Universities are viewed by most conservatives as ground zero of identity politics and leftist relativism and it’s only a matter of time before politicians realize that there’s an appetite for “hitting back” and that they have a lot of tools at their disposal. It’ll be significantly less crazy than Beto standing on the debate stage and suggesting we strip churches of non-profit status- there’s no arsenal of constitutional law precedent to protect universities. There are lots of interesting levers that can be pulled.

  1. Making student loans dischargeable in bankruptcy. Legislation in the 80s and 90s targeted student loans with specific rules preventing discharge out of fear of abuse. Democrats are understandably attempting to amend this to allow bankruptcy even though that’s not a practical solution for most who already have large debt.
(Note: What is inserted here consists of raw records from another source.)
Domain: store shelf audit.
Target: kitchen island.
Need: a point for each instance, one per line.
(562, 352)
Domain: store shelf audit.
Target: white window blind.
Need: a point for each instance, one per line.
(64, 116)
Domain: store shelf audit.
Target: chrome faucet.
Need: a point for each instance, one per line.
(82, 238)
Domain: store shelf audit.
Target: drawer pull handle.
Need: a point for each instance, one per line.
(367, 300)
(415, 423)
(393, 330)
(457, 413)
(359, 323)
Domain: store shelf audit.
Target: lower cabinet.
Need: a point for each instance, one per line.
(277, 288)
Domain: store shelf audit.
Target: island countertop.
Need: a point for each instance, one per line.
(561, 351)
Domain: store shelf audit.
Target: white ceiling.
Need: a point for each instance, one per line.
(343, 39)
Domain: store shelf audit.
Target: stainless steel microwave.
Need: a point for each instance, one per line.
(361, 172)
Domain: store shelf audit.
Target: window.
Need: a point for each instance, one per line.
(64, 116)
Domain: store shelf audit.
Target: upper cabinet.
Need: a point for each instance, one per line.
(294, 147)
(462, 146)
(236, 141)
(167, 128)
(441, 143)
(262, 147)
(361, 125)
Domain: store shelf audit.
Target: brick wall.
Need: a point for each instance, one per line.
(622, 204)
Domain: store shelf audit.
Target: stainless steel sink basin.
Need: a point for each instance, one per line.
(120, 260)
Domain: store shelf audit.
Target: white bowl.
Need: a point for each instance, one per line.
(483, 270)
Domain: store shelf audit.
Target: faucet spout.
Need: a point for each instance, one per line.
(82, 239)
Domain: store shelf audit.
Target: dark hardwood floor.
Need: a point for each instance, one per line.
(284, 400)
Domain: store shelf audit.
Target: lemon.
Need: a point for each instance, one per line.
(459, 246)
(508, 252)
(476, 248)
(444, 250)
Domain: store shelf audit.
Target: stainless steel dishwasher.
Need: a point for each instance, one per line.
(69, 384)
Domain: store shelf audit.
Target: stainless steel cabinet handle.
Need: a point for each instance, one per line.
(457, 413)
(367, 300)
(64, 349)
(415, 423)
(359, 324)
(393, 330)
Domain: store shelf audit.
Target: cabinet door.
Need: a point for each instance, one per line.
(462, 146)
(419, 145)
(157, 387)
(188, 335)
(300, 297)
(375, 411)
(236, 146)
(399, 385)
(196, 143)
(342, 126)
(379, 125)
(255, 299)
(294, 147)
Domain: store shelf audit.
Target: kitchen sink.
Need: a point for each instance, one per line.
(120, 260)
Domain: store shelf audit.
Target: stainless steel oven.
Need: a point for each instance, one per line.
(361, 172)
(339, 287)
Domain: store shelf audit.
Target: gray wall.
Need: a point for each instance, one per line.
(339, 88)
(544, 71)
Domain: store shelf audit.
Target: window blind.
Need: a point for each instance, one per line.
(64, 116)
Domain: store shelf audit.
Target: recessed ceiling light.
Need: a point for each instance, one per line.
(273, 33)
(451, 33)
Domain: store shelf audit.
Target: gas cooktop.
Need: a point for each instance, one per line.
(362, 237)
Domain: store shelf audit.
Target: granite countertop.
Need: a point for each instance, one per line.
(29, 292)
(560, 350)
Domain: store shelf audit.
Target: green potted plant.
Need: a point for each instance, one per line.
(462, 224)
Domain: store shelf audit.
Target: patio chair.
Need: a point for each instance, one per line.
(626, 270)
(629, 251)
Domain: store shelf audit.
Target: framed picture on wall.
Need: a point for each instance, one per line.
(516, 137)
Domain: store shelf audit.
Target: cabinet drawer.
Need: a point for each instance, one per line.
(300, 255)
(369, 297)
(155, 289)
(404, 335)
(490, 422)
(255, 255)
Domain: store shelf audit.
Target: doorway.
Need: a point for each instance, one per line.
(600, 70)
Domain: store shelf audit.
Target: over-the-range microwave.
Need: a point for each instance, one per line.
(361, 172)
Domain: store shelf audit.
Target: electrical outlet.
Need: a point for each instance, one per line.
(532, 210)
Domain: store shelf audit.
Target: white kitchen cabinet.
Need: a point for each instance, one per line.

Interestingly though, a significant unintended consequence of our existing laws is that student loans are significantly less risky because there’s almost no threat of discharge. If we put it back on the table, we’ll tilt the market and make student loans significantly more expensive. Pair this with significant federal loan reform and the business model of the university will break.

  2. Restricting federal research funds to hard sciences. STEM funding is politically unassailable, but funding that could wind up funding gender studies is not. My uninformed impression is that the funding ecosystem is so complex that this kind of change isn’t likely to come from the bureaucratic level. If it happens it’s going to require political force.

  3. Tying federal student loan aid to particular outcomes like STEM degrees. The effect would be directionally the same as #2, but control over student aid is more concentrated in the Department of Education than the sprawling field of 50 federal institutions separately funding research which makes it more amenable to political alteration.